Community has been on my mind a lot lately, and this book, whose subtitle identifies the Rocovian Commune as "An Early Liberal Religious Community," feeds that train of thought. My dream has often been to live in a small community, similar in a way to Stephen Gaskin's The Farm--even down to my imagining myself standing in a field Sunday mornings to deliver a Gaskin-like meditation each week--but the chance of that happening is pretty remote. Nearly as remote as the success the Racovian community enjoyed for a short time.
Hewett's lesson, if I take it right, mirrors that of the 1570 pamphlet with the unwieldy Faulknerian-styled title "A Treatise not against that apostolic Community formerly in Jerusalem and described and commended by the New Testament, which should exist among the true followers of Christ, but against such as has been recommended by one of the numerous sects which multiplied from the teaching of Jesus after his Ascension, known as the 'Communists' in Moravia. Extra quam--they say--non est salus." (Yes, it includes the interrupted Latin phrase.) The pamphlet, ascribed to the moderate Minor Church leader Stanislas Budzynski, would seem to emphasize the lesson "Jesus...did not order us to renounce the world but to let our light so shine before men that they, seeing our deeds to be good and holy, should praise the Lord and be uplifted...He is a poor warrior indeed who, fearing an encounter retires from the arena and yet desires to be regarded as a valiant Christian." That is, as Hewett paraphrases, "don't experiment with Utopia. Stay in society and work for its reform."

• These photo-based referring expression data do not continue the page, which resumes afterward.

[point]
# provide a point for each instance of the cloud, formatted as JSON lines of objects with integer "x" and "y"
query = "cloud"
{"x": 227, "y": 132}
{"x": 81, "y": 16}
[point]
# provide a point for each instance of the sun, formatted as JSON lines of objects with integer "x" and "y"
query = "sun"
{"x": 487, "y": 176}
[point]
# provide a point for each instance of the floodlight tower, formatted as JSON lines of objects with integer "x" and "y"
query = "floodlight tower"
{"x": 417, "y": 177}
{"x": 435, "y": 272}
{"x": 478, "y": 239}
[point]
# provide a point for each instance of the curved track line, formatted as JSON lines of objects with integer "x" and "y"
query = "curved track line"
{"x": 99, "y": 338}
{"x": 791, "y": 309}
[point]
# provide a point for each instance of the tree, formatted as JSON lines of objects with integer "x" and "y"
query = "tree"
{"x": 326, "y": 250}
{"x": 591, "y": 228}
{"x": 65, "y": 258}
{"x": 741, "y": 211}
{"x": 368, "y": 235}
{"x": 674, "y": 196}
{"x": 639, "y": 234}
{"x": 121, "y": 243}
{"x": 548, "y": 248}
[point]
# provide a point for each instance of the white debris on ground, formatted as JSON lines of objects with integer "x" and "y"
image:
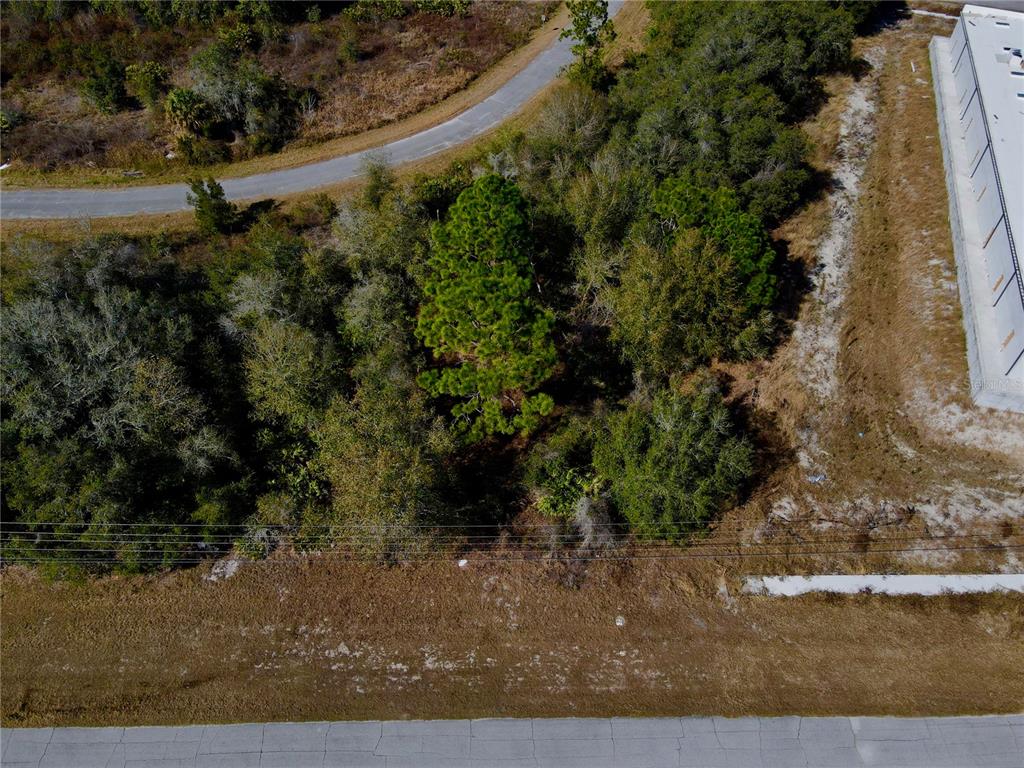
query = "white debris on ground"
{"x": 928, "y": 584}
{"x": 223, "y": 569}
{"x": 817, "y": 332}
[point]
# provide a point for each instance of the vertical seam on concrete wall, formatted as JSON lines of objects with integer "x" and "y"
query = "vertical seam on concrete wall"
{"x": 975, "y": 377}
{"x": 995, "y": 173}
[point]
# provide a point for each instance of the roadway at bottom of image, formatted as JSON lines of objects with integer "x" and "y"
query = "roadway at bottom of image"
{"x": 994, "y": 741}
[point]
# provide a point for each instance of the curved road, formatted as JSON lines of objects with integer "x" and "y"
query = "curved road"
{"x": 74, "y": 204}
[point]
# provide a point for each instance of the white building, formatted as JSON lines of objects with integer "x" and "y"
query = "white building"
{"x": 979, "y": 85}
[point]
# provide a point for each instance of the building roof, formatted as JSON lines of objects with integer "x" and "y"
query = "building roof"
{"x": 996, "y": 38}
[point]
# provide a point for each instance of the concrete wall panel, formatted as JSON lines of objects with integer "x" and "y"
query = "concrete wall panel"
{"x": 964, "y": 80}
{"x": 1010, "y": 329}
{"x": 975, "y": 139}
{"x": 956, "y": 42}
{"x": 998, "y": 263}
{"x": 989, "y": 208}
{"x": 971, "y": 118}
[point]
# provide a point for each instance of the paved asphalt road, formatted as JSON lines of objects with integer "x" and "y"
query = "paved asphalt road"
{"x": 624, "y": 742}
{"x": 77, "y": 204}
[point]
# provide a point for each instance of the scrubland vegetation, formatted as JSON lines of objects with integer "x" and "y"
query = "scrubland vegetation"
{"x": 147, "y": 86}
{"x": 535, "y": 331}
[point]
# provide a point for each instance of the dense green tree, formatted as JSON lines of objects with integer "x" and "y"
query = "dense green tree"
{"x": 382, "y": 452}
{"x": 104, "y": 82}
{"x": 148, "y": 81}
{"x": 591, "y": 30}
{"x": 558, "y": 470}
{"x": 673, "y": 462}
{"x": 740, "y": 236}
{"x": 103, "y": 420}
{"x": 479, "y": 315}
{"x": 677, "y": 309}
{"x": 243, "y": 96}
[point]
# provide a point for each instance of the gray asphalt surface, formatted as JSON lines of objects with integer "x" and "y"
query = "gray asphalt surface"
{"x": 617, "y": 742}
{"x": 97, "y": 203}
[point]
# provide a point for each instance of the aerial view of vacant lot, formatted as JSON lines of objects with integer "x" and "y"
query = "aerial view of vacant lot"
{"x": 615, "y": 314}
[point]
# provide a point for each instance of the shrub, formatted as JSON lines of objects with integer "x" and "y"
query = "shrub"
{"x": 147, "y": 81}
{"x": 213, "y": 213}
{"x": 348, "y": 41}
{"x": 740, "y": 236}
{"x": 187, "y": 111}
{"x": 10, "y": 118}
{"x": 679, "y": 308}
{"x": 199, "y": 151}
{"x": 478, "y": 312}
{"x": 242, "y": 95}
{"x": 592, "y": 30}
{"x": 558, "y": 470}
{"x": 674, "y": 462}
{"x": 104, "y": 86}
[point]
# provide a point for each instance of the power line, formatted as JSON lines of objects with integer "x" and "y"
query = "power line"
{"x": 567, "y": 557}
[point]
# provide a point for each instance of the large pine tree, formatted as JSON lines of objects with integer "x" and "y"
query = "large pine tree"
{"x": 489, "y": 334}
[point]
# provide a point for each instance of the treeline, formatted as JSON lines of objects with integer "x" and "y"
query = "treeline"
{"x": 120, "y": 53}
{"x": 534, "y": 329}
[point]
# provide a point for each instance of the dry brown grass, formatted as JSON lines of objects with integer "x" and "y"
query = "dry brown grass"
{"x": 903, "y": 450}
{"x": 420, "y": 110}
{"x": 322, "y": 640}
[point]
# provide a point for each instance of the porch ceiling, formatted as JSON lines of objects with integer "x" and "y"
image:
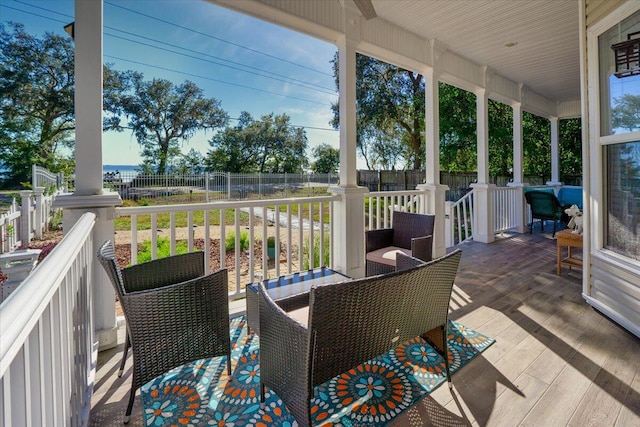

Decades ago I left Buddhist practice precisely because I perceived a tendency among them to aim for retirement from the world to a place where they might meditate in private and without worldly interruption. (Thich Nhat Hanh and his Engaged Buddhism has made great inroads to put the change to this.) Despite what I might dream about, I know I couldn't really live that life, in the world but not of it. Twenty years ago my friend Lars tried The Farm route, cycling from New York to Tennessee to give it a try. Six months later he cycled back, recognizing that The Family's hermetic tendencies put his own--and this from a man who lived for a while in an abandoned barn, slipping in and out without anyone seeing him, for nearly a year--to shame.
All this is to agree with Hewitt's distinction between a society and a community. A society "is an arrangement entered into for limited and specific purposes; [a community] is an organic whole constituted of members who find their fulfillment only through relationship." (My emphasis.) It is this relational fulfillment I seek and, in some ways, have discovered in my farflung congregation, spread as it is between the coasts and often coming together only in my imagination. What I would want and what I miss is a community like I've experienced in New Paltz, a cohort that comes together on an almost-daily basis to work and see and eat and play with one another. What I also recognize is my difficulty sometimes and especially as I grow older with being in constant contact with other people, because while I enjoy, for instance, the twice a week I go in to my seminary for classes and drinking coffee with friends and talking with them for hours, that trip in is entirely my decision. I choose to go there and have the option not to do it. And it is only twice a week: how, I ask myself, would daily and hourly affect me?